Correlation Between Bet-at-home and HomeToGo
Can any of the company-specific risk be diversified away by investing in both Bet-at-home and HomeToGo at the same time? Although using a correlation coefficient on its own may not help to predict future stock returns, this module helps to understand the diversifiable risk of combining Bet-at-home and HomeToGo into the same portfolio, which is an essential part of the fundamental portfolio management process.
By analyzing existing cross correlation between bet at home AG and HomeToGo SE, you can compare the effects of market volatilities on Bet-at-home and HomeToGo and check how they will diversify away market risk if combined in the same portfolio for a given time horizon. You can also utilize pair trading strategies of matching a long position in Bet-at-home with a short position of HomeToGo. Check out your portfolio center. Please also check ongoing floating volatility patterns of Bet-at-home and HomeToGo.

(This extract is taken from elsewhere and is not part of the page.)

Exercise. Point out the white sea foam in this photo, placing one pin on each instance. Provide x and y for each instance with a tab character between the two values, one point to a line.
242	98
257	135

Diversification Opportunities for Bet-at-home and HomeToGo
-0.31 | Correlation Coefficient |
Very good diversification
The 3 months correlation between Bet-at-home and HomeToGo is -0.31. Overlapping area represents the amount of risk that can be diversified away by holding bet at home AG and HomeToGo SE in the same portfolio, assuming nothing else is changed. The correlation between historical prices or returns on HomeToGo SE and Bet-at-home is a relative statistical measure of the degree to which these equity instruments tend to move together. The correlation coefficient measures the extent to which returns on bet at home AG are associated (or correlated) with HomeToGo. Values of the correlation coefficient range from -1 to +1, where. The correlation of zero (0) is possible when the price movement of HomeToGo SE has no effect on the direction of Bet-at-home i.e., Bet-at-home and HomeToGo go up and down completely randomly.
Pair Corralation between Bet-at-home and HomeToGo
Assuming the 90 days trading horizon Bet-at-home is expected to generate 1.01 times less return on investment than HomeToGo. In addition to that, Bet-at-home is 1.28 times more volatile than HomeToGo SE. It trades about 0.02 of its total potential returns per unit of risk. HomeToGo SE is currently generating about 0.03 per unit of volatility. If you would invest 195.00 in HomeToGo SE on September 20, 2024 and sell it today you would earn a total of 12.00 from holding HomeToGo SE or generate 6.15% return on investment over 90 days.
Time Period | 3 Months [change] |
Direction | Moves Against |
Strength | Insignificant |
Accuracy | 100.0% |
Values | Daily Returns |
bet at home AG vs. HomeToGo SE
Performance |
Timeline |
bet at home |
HomeToGo SE |
Bet-at-home and HomeToGo Volatility Contrast
Predicted Return Density |
Returns |
Pair Trading with Bet-at-home and HomeToGo
The main advantage of trading using opposite Bet-at-home and HomeToGo positions is that it hedges away some unsystematic risk. Because of two separate transactions, even if Bet-at-home position performs unexpectedly, HomeToGo can make up some of the losses. Pair trading also minimizes risk from directional movements in the market. For example, if an entire industry or sector drops because of unexpected headlines, the short position in HomeToGo will offset losses from the drop in HomeToGo's long position.Bet-at-home vs. Apple Inc | Bet-at-home vs. Apple Inc | Bet-at-home vs. Apple Inc | Bet-at-home vs. Microsoft |
HomeToGo vs. Tencent Holdings | HomeToGo vs. Superior Plus Corp | HomeToGo vs. SIVERS SEMICONDUCTORS AB | HomeToGo vs. NorAm Drilling AS |
Check out your portfolio center.Note that this page's information should be used as a complementary analysis to find the right mix of equity instruments to add to your existing portfolios or create a brand new portfolio. You can also try the Stock Tickers module to use high-impact, comprehensive, and customizable stock tickers that can be easily integrated to any websites.